On the other hand, coronavirus has brought some people together.

“I started dating someone new just as the first cases showed up in Israel,” Erik Dergel told The Media Line. “After a few dates, her mother’s boyfriend was taken to the hospital with a high fever, so we quarantined together until his test came back negative.”

The two of them got along well, said Dergel, who lives in northern Israel.

“And that,” he says, “is how corona gave me a girlfriend.”

For some people already in relationships, this can be a difficult time, Lavin-Pell says.

“It’s a killer for people who have abandonment issues,” she explains, recommending constant communication and joint activities like jogging or yoga, even if only virtually.

“Ghosting is not acceptable,” she said, using the term for ending a relationship by cutting off all communication. “It’s the worst thing anyone can do right now.”

Singles events have been moved online, and more people appear to be open to virtual dating.

“I’ve been added to a Zoom-dating Facebook group geared toward Jewish 20-somethings,” Dergel said. “I think more of my friends will start online dating until this is all over.”

The pandemic is also teaching people more about themselves, according to Lavin-Pell.

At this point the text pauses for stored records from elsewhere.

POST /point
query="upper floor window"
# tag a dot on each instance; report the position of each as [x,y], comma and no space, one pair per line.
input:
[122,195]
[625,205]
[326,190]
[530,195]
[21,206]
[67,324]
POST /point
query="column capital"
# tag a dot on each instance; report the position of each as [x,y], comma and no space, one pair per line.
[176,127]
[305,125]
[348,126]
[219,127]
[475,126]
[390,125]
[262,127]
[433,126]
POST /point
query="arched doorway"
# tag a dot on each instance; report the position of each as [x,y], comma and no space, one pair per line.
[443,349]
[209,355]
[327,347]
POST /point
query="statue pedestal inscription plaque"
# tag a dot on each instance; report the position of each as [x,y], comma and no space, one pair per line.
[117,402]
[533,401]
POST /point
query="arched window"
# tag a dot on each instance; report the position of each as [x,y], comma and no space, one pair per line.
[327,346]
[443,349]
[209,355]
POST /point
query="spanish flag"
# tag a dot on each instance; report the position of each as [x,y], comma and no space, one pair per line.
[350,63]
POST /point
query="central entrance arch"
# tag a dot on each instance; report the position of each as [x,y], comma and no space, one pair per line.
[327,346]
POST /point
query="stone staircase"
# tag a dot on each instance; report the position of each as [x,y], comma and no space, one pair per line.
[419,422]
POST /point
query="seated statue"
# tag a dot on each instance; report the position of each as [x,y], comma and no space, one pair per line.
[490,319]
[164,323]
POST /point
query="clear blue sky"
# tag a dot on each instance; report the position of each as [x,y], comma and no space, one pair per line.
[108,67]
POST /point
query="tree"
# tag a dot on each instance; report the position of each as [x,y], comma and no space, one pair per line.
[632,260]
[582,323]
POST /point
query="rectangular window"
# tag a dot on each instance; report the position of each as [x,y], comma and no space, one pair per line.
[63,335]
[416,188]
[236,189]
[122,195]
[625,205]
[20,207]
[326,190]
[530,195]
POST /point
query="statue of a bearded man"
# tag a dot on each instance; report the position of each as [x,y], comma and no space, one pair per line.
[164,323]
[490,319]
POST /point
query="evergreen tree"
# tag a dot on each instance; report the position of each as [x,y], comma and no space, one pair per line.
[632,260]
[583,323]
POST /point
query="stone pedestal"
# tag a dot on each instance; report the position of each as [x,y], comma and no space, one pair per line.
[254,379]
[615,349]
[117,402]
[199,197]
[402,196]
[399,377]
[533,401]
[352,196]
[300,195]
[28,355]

“Corona is showing us who we really are,” she said. “It’s a bit of a mixed blessing.”

She advises couples to take turns comforting one another.

“Ultimately, we’ll see who the strong are and who isn’t equipped to deal with this – which is an important thing to be aware of when we are dating,” she noted.

She hopes that some of the changes she’s seen in dating will last even after the virus is gone.

“I’d like to think it would make people more mindful… and focused less on superficial things in a relationship,” she said, adding that her greatest hope was for people to become less reluctant about expressing their feelings.

There are other lessons, too.

“One of the things that coronavirus is showing us? How hard it is to be alone and separated,” Lavin-Pell said.

She believes that one way to feel less isolated is to help others, perhaps by dropping off food for the elderly.

“Go beyond yourself,” she advised, “to stave off loneliness.”